Eva saß in Christians Kinderzimmer, vor Christians Computer und heulte Rotz und Wasser. Sie begann, sich selbst die bittersten Vorwürfe zu machen. Die Nachricht datierte vom Anfang der Woche, sie hätte sie längst lesen können. Stattdessen hatte sie Tage im Rausch verbracht, euphorisch ihre Selbstbefreiung zelebriert, während Christian auf eine Reaktion wartete und glauben musste, dass er seiner Mutter völlig gleichgültig geworden sei. Wie konnte sie das wiedergutmachen? Sie widerstand dem Drang, sofort einen Flug zu buchen, ging stattdessen ihr verheultes Gesicht waschen und setzte danach Wasser für einen Seelentröster auf.
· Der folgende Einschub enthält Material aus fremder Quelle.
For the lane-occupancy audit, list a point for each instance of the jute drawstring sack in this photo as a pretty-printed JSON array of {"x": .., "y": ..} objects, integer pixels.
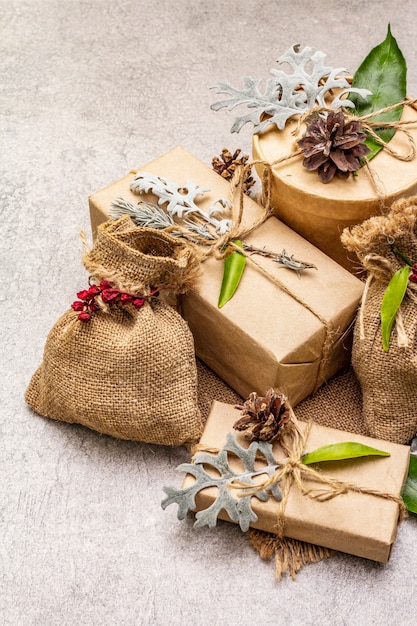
[
  {"x": 121, "y": 361},
  {"x": 388, "y": 379}
]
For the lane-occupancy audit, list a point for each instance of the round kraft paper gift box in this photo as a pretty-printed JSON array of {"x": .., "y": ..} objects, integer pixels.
[{"x": 320, "y": 211}]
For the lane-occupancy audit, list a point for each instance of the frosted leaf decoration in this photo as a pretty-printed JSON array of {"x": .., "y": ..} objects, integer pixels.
[
  {"x": 181, "y": 200},
  {"x": 239, "y": 509},
  {"x": 287, "y": 95}
]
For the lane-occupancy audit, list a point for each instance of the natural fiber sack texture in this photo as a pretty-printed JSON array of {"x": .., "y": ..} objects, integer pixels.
[
  {"x": 388, "y": 379},
  {"x": 129, "y": 373}
]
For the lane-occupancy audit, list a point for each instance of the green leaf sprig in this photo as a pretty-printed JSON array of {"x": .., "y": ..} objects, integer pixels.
[
  {"x": 384, "y": 73},
  {"x": 391, "y": 302},
  {"x": 233, "y": 267},
  {"x": 409, "y": 492},
  {"x": 341, "y": 451},
  {"x": 225, "y": 479}
]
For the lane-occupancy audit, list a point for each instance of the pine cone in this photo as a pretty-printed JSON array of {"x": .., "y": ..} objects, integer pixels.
[
  {"x": 263, "y": 418},
  {"x": 226, "y": 165},
  {"x": 333, "y": 146}
]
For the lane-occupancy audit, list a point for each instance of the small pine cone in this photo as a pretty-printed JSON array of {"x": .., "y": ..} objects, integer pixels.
[
  {"x": 332, "y": 145},
  {"x": 263, "y": 418},
  {"x": 226, "y": 165}
]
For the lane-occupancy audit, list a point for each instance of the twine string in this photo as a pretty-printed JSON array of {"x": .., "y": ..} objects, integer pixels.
[{"x": 293, "y": 472}]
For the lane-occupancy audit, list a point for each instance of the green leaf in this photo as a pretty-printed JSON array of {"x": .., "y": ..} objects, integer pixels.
[
  {"x": 234, "y": 264},
  {"x": 409, "y": 492},
  {"x": 384, "y": 72},
  {"x": 391, "y": 302},
  {"x": 341, "y": 451}
]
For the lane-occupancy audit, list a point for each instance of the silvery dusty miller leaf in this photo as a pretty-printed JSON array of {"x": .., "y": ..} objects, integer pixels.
[
  {"x": 286, "y": 94},
  {"x": 239, "y": 509}
]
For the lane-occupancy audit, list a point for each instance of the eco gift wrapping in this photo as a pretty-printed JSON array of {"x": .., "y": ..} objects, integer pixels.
[
  {"x": 357, "y": 523},
  {"x": 291, "y": 337},
  {"x": 319, "y": 212}
]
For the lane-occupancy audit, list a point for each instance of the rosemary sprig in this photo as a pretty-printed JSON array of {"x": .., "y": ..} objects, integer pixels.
[{"x": 283, "y": 259}]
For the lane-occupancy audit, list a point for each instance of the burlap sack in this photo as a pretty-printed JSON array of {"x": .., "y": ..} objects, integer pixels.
[
  {"x": 388, "y": 379},
  {"x": 127, "y": 372}
]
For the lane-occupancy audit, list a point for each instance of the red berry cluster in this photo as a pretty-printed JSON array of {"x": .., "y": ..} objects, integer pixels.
[
  {"x": 413, "y": 276},
  {"x": 86, "y": 304}
]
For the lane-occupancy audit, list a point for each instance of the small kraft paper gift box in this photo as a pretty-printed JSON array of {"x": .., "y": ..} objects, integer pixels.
[
  {"x": 358, "y": 523},
  {"x": 282, "y": 328}
]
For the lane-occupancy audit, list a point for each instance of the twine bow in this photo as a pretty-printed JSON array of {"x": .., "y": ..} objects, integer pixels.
[{"x": 292, "y": 471}]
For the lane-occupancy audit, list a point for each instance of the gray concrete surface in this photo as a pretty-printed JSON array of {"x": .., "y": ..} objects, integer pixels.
[{"x": 89, "y": 90}]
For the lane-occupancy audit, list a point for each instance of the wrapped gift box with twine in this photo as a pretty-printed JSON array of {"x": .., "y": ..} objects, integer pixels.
[{"x": 280, "y": 329}]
Als es endlich kochte, hatte Eva sich soweit beruhigt um einzusehen, dass sie ihrem Sohn besser in nüchternem Zustand antwortete. Sie brühte sich einen Yogitee auf und kehrte an den Bildschirm zurück. Dort saß sie wie erstarrt, unfähig die passenden Worte zu finden. Bald begannen ihre Gedanken sich in Erinnerungen zu verlieren. Sie dachte an den kleinen Jungen, der so gerne an dem Bach gespielt hatte, der sich unweit ihres Hauses über einen Spielplatz schlängelte. An sein freches Lachen. An seine Steinsammlung: Lauter einfache Kiesel, aber er wusste genau, welchen er wo gefunden hatte. Plötzlich stand Eva auf, eilte zu ihrer Handtasche und zog den Glücksstein heraus. Sie legte ihn neben die Tastatur und begann zu schreiben.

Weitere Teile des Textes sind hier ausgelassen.